Она торжествующе улыбнулась:

– Пусть будет так. Кое-что я уже узнала. Я обожду снаружи, пока вы собираетесь.


Кэли, как выяснилось, не преувеличивала. Она не просто боялась воды, а панически боялась ее.

Мы зашли в воду по пояс.

– Ни хрена себе, – пробормотала она.

– Юная леди, следите за своим лексиконом.

У девчонки дрожал подбородок. Лицо стало бледным.

– Я сказала то, что чувствую. Зря я вчера согласилась. Дурацкая затея.

– Ты до этого погружалась в океан?

– Что значит «погружалась»? Объясните.

– Значит, нет.

– Могу сказать, что я все время собиралась это сделать.

– Тогда мне придется окунуть тебя с головой.

– Вы не посмеете.

Я посмел. Кэли тут же вынырнула, размахивая руками и отфыркиваясь.

– Вы придурок!

– Ты же знаешь, что здесь можно стоять.

– Знаю, что можно, – сердито буркнула она. – Я просто… привыкала к обстановке.

Она выпрямилась во весь рост.

– Ну и как тебе? – спросил я.

– Полная жуть. Спасибо вам большое.

– Я не о погружении. Что ты почувствовала, назвав меня придурком?

Кэли задумалась.

– Мне понравилось.

– Давай начнем с простых вещей, к которым легко привыкнуть. Можешь задержать дыхание секунд на двадцать?

– На пять.

– На десять. Встань у меня за спиной и ухватись за мою шею.

Я присел на корточки. Кэли забралась мне на спину.

– Странный способ, – заявила она.

– Ничуть. Так меня учила плавать мама. Готова?

– Вы собираетесь напугать меня до смерти?

– Держи глаза открытыми. Тебе понравится смотреть на водный мир. А теперь набери побольше воздуха, и… нырнули.

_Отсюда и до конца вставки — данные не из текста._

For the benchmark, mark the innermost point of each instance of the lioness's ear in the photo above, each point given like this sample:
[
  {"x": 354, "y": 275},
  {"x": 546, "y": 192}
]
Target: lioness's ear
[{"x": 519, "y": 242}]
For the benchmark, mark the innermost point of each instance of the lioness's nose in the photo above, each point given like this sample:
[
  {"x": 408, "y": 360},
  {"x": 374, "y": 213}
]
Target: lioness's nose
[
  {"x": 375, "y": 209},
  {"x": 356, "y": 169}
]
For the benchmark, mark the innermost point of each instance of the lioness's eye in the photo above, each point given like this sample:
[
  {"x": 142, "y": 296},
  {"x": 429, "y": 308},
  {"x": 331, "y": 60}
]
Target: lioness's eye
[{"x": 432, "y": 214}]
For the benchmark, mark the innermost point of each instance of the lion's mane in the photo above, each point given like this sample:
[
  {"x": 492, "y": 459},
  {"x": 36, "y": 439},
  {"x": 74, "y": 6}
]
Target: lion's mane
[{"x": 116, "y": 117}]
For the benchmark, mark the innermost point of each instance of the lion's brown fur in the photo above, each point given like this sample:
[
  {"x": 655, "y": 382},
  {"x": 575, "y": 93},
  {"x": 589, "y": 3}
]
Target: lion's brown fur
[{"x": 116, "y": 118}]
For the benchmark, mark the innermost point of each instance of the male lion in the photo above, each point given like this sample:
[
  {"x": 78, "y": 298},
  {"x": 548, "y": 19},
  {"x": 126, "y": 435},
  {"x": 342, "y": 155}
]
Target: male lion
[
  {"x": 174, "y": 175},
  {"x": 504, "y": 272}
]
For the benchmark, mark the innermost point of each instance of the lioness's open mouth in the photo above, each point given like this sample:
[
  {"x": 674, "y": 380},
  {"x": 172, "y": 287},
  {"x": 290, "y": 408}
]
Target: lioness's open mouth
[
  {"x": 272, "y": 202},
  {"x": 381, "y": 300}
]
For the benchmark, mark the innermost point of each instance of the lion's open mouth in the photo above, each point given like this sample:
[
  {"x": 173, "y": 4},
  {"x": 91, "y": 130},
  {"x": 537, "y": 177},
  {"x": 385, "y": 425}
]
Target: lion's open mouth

Я нырнул и поплыл, неся на себе Кэли, словно плащ. Два взмаха, потом три, и вот я уже плыву вдоль дна. Вокруг нас сновали рыбки, их чешуя отливала всеми цветами радуги. Такие моменты обычно нравятся всем. Я их просто обожал. Это чувство погруженности в таинственный мир, полный жизни и красоты… Рыбешки снуют, повинуясь инстинкту, без всяких мыслей. Да и что может волновать рыб, помимо своей принадлежности к рыбьему племени? Есть ли им дело до мира за поверхностью воды? Существует ли он для них или кажется недосягаемым небесным сиянием? Я отсчитал десять секунд, затем оттолкнулся и всплыл, вновь оказавшись под утренним солнцем.

– Держите меня за задницу! – пробормотала Кэли.

Трудно сказать, была ли она удивлена совершенным погружением или рассержена оттого, что я заставил ее сделать это.

– Говоря более приличным языком, там очень красиво, так?

– А кто там все время мелькал? Неужели рыбы?

– Кэли, ты что, шутишь? Разве ты никогда не видела рыб?

– На тарелке. – Она снова встала у меня за спиной. – Ну что, господин паромщик, пора совершить еще одну прогулку на дно.

Я невольно улыбнулся. Давно я не получал столько удовольствия. Кто бы мог подумать, что после вчерашних событий я буду учить плавать эту странную девчонку, взирающую на мир с недетской угрюмостью? Мы ныряли снова и снова, забираясь все глубже. Перед последним погружением я велел ей отпустить мою шею и всплыть самостоятельно. Кэли вынырнула с ликующей физиономией.